While a large part of our programs are centered around the process behind the creation of a book, we also do several programs where student work is not published in anthologies, but is instead celebrated in other ways.
This year, twelfth graders at DeWitt Clinton High School read author Amy Waldman’s book The Submission, a novel about an anonymous contest to design a memorial at Ground Zero, and the uproar of journalists and politicians when they learn that a Muslim architect wins. The book helped the students answer the question, “How do you decide how to memorialize an event?” which was an important part of their curriculum.

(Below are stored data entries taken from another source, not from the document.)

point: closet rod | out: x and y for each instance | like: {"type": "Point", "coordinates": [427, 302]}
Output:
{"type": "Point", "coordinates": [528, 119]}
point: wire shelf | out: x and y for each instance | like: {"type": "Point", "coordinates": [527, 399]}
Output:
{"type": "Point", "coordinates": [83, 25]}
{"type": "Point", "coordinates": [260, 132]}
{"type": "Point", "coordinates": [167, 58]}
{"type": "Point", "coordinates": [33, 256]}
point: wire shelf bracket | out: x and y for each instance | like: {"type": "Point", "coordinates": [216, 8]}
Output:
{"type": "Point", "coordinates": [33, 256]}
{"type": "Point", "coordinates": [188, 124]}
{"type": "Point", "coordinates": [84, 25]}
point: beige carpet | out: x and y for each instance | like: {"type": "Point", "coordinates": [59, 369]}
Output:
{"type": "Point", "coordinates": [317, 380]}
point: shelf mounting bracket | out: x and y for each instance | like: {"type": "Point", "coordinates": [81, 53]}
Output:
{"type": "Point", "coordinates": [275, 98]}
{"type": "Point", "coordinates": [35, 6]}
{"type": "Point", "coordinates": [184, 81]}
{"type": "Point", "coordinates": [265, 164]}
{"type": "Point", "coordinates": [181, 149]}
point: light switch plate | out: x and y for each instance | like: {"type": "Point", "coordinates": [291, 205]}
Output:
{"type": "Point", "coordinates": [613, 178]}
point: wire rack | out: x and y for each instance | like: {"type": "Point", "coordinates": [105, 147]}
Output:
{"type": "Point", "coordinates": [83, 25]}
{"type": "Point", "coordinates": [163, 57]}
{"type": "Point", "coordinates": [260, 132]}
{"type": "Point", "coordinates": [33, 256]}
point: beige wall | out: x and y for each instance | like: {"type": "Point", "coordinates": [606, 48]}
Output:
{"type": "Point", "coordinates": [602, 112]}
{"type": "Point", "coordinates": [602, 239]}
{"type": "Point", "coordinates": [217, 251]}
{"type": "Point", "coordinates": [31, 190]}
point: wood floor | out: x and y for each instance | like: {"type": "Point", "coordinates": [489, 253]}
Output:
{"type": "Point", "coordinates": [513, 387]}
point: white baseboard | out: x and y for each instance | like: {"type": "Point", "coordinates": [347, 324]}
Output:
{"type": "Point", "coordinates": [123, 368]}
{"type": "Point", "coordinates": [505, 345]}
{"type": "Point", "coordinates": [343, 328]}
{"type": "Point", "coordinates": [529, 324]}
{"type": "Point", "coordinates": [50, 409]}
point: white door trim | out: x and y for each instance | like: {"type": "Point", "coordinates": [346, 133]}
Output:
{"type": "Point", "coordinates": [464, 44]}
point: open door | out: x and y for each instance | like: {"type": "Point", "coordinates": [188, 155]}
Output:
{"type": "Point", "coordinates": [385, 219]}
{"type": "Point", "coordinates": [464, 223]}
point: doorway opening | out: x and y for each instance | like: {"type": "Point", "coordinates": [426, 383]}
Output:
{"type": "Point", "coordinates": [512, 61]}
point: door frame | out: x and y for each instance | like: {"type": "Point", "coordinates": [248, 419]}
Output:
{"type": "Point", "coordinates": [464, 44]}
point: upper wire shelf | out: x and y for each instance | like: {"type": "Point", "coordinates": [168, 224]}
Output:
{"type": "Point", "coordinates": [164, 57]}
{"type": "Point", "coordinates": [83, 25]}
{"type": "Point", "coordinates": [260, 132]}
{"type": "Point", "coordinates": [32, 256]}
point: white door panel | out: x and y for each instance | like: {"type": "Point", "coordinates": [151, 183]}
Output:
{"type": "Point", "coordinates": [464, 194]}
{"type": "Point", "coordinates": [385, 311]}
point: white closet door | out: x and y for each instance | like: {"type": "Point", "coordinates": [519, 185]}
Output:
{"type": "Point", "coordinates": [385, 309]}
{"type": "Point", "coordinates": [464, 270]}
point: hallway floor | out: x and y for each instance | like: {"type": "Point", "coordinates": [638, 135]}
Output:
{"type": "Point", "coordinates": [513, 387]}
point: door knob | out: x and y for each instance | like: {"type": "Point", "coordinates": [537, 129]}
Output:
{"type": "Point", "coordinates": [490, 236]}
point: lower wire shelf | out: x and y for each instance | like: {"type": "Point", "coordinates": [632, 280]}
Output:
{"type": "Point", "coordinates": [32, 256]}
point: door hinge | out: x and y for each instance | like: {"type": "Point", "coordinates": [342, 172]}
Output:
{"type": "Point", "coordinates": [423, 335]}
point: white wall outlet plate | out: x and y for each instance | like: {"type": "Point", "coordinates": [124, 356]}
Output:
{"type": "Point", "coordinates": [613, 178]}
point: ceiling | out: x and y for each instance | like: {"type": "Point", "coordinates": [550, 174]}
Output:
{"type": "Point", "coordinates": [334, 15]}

After reading the novel, the students held an ethical discussion with Amy, which included questions about why she chose to write the book and how she came about its topic. Then, the students visited the 9/11 Tribute Center.
On their visit, the students learned a lot about what it takes to build a memorial, and how architects go about constructing them. They learned about writing memorial proposals, and then they were tasked with composing their own 750-word proposals to commemorate an event in history of their choice.
BtB organized a group of DeWitt Clinton alumni to volunteer in the classroom to aid students in revising their works, and discuss their projects’ merits and strengths. The students were highly appreciative of the alums’ visit. When they finished their work, the students presented their proposals to the class. Overall, the project emphasized the significance of history, writing prowess, and public speaking skills, all of which the DeWitt seniors will continue to build upon in the future.
Even though they did not produce a published book, the seniors at DeWitt Clinton High School were still able to develop a deep appreciation for books, authors, and writing. They were able to sharpen their skills and build mastery experience, which is invaluable to a reader’s self-confidence level.
Of the program, one student said, “It was nice to meet someone with such experience, and who has had such an influence on our society.” Another said that hearing Ms. Waldman present her ideas to the class added some “inspiration that I could not get just from reading the book.”
After the students had finished their work, their teacher, Mr. Ray Pultinas, submitted his lesson plan and the work his students had done during the Behind the Book program to the 9/11 Tribute Center, and he won their Teacher Award for helping create an exemplary educational project that sustained the memory of the 9/11 attacks.
The students’ work was definitely a great success!